China Protects Customers from 13 Cent Airfare?
The scourge of cheap airline tickets rears its head in China. The government rushes onto the scene to save the Chinese from the horror of promotional 13-cent airline tickets:
Spring Airlines, set up last year by travel agent China Spring International, sold more than 400 tickets on a new route between Shanghai and the northern city of Jinan for just 1 yuan ($0.13), the Beijing Times said. But that went against a 2004 rule — designed to help carriers' bottom lines after a vicious price war — that the maximum discount an airline can offer is 45 percent off a government-set base price, the report added.
A standard one-way ticket between Shanghai and Jinan costs 760 yuan ($97.10), excluding tax and fuel surcharge.

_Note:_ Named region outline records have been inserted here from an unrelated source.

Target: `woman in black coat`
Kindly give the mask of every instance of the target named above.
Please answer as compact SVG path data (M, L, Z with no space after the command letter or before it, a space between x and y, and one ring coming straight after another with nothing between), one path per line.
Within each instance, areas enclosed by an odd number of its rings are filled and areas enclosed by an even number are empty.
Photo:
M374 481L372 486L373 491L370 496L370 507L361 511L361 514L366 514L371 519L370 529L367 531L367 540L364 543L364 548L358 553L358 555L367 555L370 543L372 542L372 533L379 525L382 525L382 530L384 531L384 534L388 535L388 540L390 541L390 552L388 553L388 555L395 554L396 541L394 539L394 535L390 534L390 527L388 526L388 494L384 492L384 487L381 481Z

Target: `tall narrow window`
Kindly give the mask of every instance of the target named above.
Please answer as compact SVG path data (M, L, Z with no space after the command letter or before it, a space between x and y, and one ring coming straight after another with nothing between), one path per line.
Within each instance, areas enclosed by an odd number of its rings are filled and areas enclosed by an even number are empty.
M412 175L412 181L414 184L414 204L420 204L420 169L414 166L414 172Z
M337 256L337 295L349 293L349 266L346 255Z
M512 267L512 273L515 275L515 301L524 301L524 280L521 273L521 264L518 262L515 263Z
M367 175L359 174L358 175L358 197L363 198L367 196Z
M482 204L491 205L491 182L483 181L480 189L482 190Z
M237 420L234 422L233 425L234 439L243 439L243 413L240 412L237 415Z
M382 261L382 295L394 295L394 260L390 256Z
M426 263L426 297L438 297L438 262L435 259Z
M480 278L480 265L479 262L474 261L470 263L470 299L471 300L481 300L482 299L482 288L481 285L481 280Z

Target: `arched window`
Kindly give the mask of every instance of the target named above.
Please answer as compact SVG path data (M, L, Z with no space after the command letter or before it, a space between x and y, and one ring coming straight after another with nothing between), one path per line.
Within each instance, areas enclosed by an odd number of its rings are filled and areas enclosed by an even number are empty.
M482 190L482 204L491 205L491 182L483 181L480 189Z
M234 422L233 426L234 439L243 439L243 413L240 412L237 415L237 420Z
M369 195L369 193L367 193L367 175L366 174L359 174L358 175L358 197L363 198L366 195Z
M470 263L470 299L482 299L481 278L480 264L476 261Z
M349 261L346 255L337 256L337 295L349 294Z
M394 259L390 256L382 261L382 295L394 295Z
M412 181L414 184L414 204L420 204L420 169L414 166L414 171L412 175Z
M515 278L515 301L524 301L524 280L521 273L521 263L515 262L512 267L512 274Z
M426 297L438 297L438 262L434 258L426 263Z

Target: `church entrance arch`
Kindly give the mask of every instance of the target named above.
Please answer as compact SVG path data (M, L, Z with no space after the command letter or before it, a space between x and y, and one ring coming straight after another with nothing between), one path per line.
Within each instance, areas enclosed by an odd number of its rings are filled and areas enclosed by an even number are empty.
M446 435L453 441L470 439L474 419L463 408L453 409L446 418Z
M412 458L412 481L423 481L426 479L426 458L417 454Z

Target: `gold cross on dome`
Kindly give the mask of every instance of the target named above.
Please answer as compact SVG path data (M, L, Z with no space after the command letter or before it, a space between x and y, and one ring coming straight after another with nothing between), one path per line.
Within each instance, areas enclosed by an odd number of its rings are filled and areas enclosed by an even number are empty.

The Jinan government said it would fine Spring Airlines' local travel agent branch 150,000 yuan ($19,160) as a punishment, though the company denies wrongdoing and will appeal, the newspaper said.
The case underscores the difficulty facing Chinese low-cost airlines, which are trying to model themselves on the likes of Ireland's Ryanair in bringing cheap no-frills travel to the world's most populous nation.
China's airline industry is dominated by three main state-run carriers, with which a clutch of low-cost airlines are trying to compete.
As Rational Review points out, the really scary part about this story is that the article above could easily be describing a nearly identical squabble in the United States.